Camila has her friend half jogging to keep up with the stride of her legs, their length amplified by heels I couldn’t dream of walking in without tripping. She reaches up into the air in front of her and swats, closing her fist around some invisible fly or bit of fuzz that only she can see.

I run across the street, Mama quick-walking to keep up with me, and shout out Camila’s name. She spins, her smile already telling me she knows exactly who’s calling her. Her arm is unlooped and springing toward me in seconds, wrapping around my waist in the tightest hug.

“Mija.” She’s got silver hair to match, with bangs that flutter right toward her eyelashes, adorned in glitter flakes.

I ask her how she’s been and she ignores the question. “Seen you all over the news. My baby ho didn’t tell me she got a whole ring out here, shit.” I don’t know if she’s proud or impressed or jealous, but I don’t think it matters with Camila. She don’t really give a shit if it ain’t hurting her, gonna help you till she can’t no more and she doesn’t mind leaving after that.
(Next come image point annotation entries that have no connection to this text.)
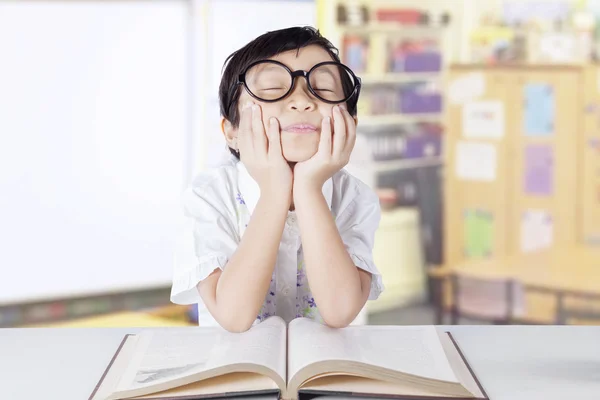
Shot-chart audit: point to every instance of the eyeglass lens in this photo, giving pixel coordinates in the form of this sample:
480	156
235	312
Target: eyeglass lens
269	81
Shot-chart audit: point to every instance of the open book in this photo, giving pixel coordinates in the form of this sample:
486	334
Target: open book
305	357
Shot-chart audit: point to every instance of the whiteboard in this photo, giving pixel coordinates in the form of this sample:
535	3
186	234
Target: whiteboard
93	125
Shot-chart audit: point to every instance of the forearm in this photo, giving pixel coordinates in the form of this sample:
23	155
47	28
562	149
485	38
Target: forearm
242	286
334	280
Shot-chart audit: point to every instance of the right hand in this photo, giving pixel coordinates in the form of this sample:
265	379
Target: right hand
261	153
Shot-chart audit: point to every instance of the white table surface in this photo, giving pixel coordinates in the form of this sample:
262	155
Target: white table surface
512	362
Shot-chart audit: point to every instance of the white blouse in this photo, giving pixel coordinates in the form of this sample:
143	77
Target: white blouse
217	208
Never met someone who could love you that hard and leave you without a second thought.

I shrug. “Didn’t mean to or nothing.”

She looks me up and down, at my sweatpants and sneakers. “You really ain’t about to get none tonight looking like that.”

“Not doing that no more,” I say, nodding my head toward Mama. “My mama and I just taking a walk.”
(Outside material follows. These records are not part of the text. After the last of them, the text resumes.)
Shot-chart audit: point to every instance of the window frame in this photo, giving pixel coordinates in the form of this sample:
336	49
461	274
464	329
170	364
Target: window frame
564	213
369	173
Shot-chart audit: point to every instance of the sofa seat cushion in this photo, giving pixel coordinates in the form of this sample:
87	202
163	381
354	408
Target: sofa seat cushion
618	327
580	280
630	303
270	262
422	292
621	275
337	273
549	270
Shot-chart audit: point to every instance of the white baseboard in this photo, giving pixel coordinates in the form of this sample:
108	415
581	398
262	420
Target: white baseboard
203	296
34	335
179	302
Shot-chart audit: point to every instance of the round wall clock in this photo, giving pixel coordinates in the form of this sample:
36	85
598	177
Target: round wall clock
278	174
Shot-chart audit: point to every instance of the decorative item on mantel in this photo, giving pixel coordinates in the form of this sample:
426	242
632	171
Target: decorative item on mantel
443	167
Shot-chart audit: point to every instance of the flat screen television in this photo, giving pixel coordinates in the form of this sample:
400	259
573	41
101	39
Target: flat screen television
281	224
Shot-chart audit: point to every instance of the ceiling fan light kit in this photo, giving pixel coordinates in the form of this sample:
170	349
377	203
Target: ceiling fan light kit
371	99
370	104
“In that? Girl, I always knew you was crazy.”

I glance toward the other girl, who is fidgeting with her necklace and bending her knees like an old woman trying to regain mobility. I scan the area for one of the cars always nearby Camila: tinted windows. I don’t see anything even close to that nice out here, look back at Camila, and ask her again, “How you been?”

“Things been a little rough since Demond got taken in. Lot of the girls got put in group homes and some of us got locked up too. I spent two days in one of them cells, but they fined me and let me go, prob’ly ’cause I’m old as shit and it ain’t no waste having me out here.” She laughs, combs her fingers through her wig. “Lost most of the regulars so I’m back to escorting. I ain’t mind but hard to keep ’em from getting too handsy, you know?” She tugs at her skirt. “Been a little rough.”
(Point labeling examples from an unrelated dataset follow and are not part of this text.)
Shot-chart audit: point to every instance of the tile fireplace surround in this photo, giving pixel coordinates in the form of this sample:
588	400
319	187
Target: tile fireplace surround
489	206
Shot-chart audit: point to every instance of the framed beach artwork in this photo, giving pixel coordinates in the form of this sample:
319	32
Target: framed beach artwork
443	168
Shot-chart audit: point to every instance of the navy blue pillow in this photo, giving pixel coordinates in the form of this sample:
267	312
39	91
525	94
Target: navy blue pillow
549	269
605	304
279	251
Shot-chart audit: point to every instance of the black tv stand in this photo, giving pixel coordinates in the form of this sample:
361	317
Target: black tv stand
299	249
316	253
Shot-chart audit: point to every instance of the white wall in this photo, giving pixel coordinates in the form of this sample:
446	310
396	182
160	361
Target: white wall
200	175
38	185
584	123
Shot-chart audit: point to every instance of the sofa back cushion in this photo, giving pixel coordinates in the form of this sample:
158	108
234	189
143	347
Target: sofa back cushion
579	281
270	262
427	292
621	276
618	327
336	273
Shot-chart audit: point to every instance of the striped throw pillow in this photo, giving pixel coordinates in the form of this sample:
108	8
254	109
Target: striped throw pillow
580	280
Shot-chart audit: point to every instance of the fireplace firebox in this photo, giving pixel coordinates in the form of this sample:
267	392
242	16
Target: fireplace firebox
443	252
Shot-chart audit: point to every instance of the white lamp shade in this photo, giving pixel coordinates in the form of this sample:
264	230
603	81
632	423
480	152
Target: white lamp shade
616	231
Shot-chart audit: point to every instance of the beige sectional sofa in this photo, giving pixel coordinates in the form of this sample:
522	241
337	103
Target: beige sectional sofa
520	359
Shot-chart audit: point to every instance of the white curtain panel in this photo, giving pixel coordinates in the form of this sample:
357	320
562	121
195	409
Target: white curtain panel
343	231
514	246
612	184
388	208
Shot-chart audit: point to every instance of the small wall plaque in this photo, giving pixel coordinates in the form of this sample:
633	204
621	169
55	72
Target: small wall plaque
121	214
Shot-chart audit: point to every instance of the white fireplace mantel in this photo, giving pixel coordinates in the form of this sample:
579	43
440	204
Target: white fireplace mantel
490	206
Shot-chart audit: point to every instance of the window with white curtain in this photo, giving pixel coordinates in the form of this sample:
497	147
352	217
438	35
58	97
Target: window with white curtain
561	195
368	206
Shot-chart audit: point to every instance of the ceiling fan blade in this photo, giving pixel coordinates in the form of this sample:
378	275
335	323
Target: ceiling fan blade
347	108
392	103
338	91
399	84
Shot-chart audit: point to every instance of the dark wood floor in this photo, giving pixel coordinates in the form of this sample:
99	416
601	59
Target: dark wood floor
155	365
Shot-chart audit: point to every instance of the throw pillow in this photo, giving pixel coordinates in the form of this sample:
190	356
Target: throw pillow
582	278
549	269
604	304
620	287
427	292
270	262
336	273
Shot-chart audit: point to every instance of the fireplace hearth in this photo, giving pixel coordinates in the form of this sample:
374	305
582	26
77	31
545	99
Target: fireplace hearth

I hadn’t even noticed the bruising until she started pulling at her skirt, trying to cover up the blue that spots her thighs: the constellations of finger to finger pressed deep. I don’t feel or think much of anything besides oh. Of course this is the way it plays out. Of course Camila is silver and bruised. Of course.

I nod and Camila smiles through her ache. I lean in to hug her again. “You be good, okay?”

She touches my cheek and nods. “See you soon.”

This time, I am the one to give a pat on the back and walk in the other direction. And we both know there will be no soon, no running into each other on the streets in a week or a month or a year. Maybe there will be a sideways glance from a bus window, a could that be her behind the wrinkles, but there will never be another seeing, another embrace. When I walk back to Mama, I take her hand voluntarily and she lights up from the chest outward.

She takes us beyond Foothill, beyond International, down the hill toward the underpass.

“You lost?” I ask Mama.

She shakes her head once and keeps us moving down until we are encompassed in black, the only sound coming from the occasional whoosh of a car on the freeway in front of us. Mama pulls us to the right and I stop in my tracks. “This ain’t a road, Mama.”

She tugs a little harder and keeps me moving. “Trust me.” And I don’t, could never, but I want to, so bad, more than anything, so my feet move heel to toe, heel to toe. The ramp is an illusion of emptiness, a stream of black that looks like it only leads to more black until, suddenly, it doesn’t and we’re in the rush of cars, barely over the line that separates freeway from debris.